Ray if your offer works for Angela I’d love to have just one of her seedlings. I keep telling myself no more orchids, but this sentimental gal is saying, yes.


----------



## denisewh (Feb 19, 2022)

I would love to have a few if possible. I know have my phrag large curio working in the dining room with everything needed for phrags But only if convenient under the circumstances.


----------



## JLOG (Feb 19, 2022)

Sorry to heart that Angela


----------



## awesomei (Feb 19, 2022)

Hi Angela,
I am so sorry to hear about your husband. I pray that he has a peaceful time of all of that. 
I have hundreds of phrags. But, I would always love something new or different. When you have time, let me know what you have. I would be glad to take them all.
George


----------



## Justin (Feb 19, 2022)

I am very sorry to hear about your husband.


----------



## orchidmouse (Feb 19, 2022)

My deepest sympathy. You are in my prayers.


----------



## orchidmouse (Feb 19, 2022)

Ray said:


> I'm so sorry to hear that, Angela.
> 
> I can only handle a few, but I'd be happy to be a "central distribution point".


Hi Ray. Keep me in mind please. Thanks. Miki White


----------



## awesomei (Feb 19, 2022)

Hello Ray,
Same goes for me if Angela chooses you.
George


----------



## abax (Feb 19, 2022)

Many thanks to all of you. I appreciate the kind thoughts.


----------



## eOrchids (Feb 19, 2022)

My deepest sympathy!


----------



## Phragper (Feb 20, 2022)

am so sorry for where you and your husbands journey is going. Your kinds words to me in previous posts have always made me smile So would definitely be interested in any or all of your pkants


----------



## Phragper (Feb 20, 2022)

plants


----------



## southernbelle (Feb 20, 2022)

Angela, my heart and prayers are with you and your family, for peace and grace.

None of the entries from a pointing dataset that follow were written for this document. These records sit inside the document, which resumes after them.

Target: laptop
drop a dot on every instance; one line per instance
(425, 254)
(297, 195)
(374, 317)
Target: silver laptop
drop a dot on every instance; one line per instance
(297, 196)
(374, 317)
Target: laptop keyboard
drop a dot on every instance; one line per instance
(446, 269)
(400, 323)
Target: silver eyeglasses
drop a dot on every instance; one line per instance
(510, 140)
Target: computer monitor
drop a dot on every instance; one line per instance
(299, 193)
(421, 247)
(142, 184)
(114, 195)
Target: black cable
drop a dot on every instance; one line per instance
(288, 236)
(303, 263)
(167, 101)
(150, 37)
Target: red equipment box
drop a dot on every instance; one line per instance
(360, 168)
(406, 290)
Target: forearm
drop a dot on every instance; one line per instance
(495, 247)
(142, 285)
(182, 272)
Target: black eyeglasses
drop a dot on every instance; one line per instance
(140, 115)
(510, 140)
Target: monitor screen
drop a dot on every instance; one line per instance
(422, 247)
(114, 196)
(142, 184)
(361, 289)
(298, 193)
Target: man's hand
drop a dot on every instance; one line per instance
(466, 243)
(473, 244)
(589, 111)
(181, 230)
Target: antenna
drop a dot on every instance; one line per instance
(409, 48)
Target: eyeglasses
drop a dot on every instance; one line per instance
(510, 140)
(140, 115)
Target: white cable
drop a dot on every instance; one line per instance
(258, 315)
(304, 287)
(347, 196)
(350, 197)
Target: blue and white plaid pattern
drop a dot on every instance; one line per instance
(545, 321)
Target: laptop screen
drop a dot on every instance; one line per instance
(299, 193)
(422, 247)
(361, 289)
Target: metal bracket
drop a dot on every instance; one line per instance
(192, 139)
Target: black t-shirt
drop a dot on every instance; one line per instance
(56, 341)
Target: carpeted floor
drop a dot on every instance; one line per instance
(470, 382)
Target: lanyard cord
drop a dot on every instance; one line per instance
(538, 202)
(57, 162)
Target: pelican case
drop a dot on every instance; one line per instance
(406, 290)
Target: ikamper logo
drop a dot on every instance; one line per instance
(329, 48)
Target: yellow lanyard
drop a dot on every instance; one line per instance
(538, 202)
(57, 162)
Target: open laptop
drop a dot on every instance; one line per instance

I wish I was closer to help with all of this. I have no room, but trust others can relieve you of the burden of moving them on. God Bless.


----------



## abax (Feb 20, 2022)

Because Ray has been so kind to me over the years of our association, he has made the
offer to take all the orchid seedlings and distribute them for me. His offer is a blessing for me.
I'll send them to him when the weather obliges. It ain't now. He'll let you know when
he has them for distribution. I hope this doesn't disappoint anyone. I'm so grateful to
you all.


----------



## BrucherT (Feb 21, 2022)

abax said:


> Because Ray has been so kind to me over the years of our association, he has made the
> offer to take all the orchid seedlings and distribute them for me. His offer is a blessing for me.
> I'll send them to him when the weather obliges. It ain't now. He'll let you know when
> he has them for distribution. I hope this doesn't disappoint anyone. I'm so grateful to
> you all.


I am so very sorry for your troubles.


----------



## NYEric (Feb 21, 2022)

My deepest sympathy for your journey. I hope for the best and that our little joke keep a smile on your face.


----------



## abax (Feb 21, 2022)

Thank you Eric and Brucher. Yes, it does Eric. I get a giggle every time you gig me, but
I'm still not going to buy a camera. My Jason Fischer 3N's perfection would choke you to
death. We wouldn't want that now would we.


----------



## NYEric (Feb 21, 2022)

3N!? Hmmmmmmmmm.. 
Anyway.. phones with cameras are pretty cheap now...


----------